Mais s’adresse-t-on de la même manière à un écran qu’à un être humain ? L’architecture des tribunaux et des salles d’audience, qui ne doit rien au hasard, peut-elle transposable (avec le rituel attaché) à un univers dématérialisé.
Car le procès reste la rencontre particulière d’un temps et d’un lieu donnés. Evidemment cet outil technologique promet de ne créer qu’un seul espace-temps en connectant deux lieux hétérogènes, mais ces lieux continuent à compter pour chacun des acteurs du procès.
Dans un procès classique, le rituel se joue comme une mise en scène théâtrale, invitant tous les acteurs à en adopter les codes. Créer de l’ordre à partir du désordre au travers d’un rite s’imposant à tous, tel est l’objectif de l’audience.
Or, Antoine Garapon rappelait dans « Bien juger » que « La justice est souvent réduite au droit, c’est-à-dire à du texte, est présentée amputée d’une partie d’elle- même. ». Le recours à la visioconférence ne procéderait-il pas de la seule exigence pratique (je n’ai pas dit productiviste) réduisant la rencontre judiciaire à un rendez-vous comme un autre. Voire à un simple échange dématérialisé sur chat judiciaire.

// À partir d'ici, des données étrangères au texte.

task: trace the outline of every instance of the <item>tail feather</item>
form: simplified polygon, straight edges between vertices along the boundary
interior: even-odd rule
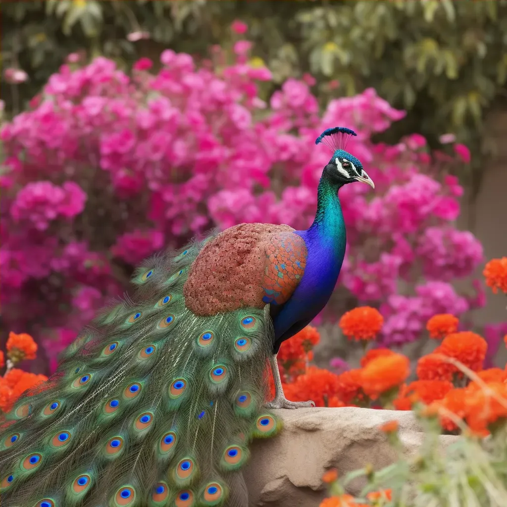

L’autre réflexion a trait à la sémantique de l’image. Les recrutements à l’école nationale des greffes ne requièrent pas (encore) de disposer d’une formation de cadreur ou de réalisateur. Et pourtant… un cadrage n’en vaut pas un autre, la mise en scène emporte du sens. Car l’enjeu n’est pas esthétique mais tient à la neutralité de la transposition de l’image. Une lumière dure sur un visage émacié fera ressortir la dureté d’un individu ; que pourra en penser un jury qui ne verrait plus l’expression corporelle entière ?
On le voit : on ne se trouve pas face à un simple outillage commode pour offrir un nouveau service. On transforme l’acte même de juger.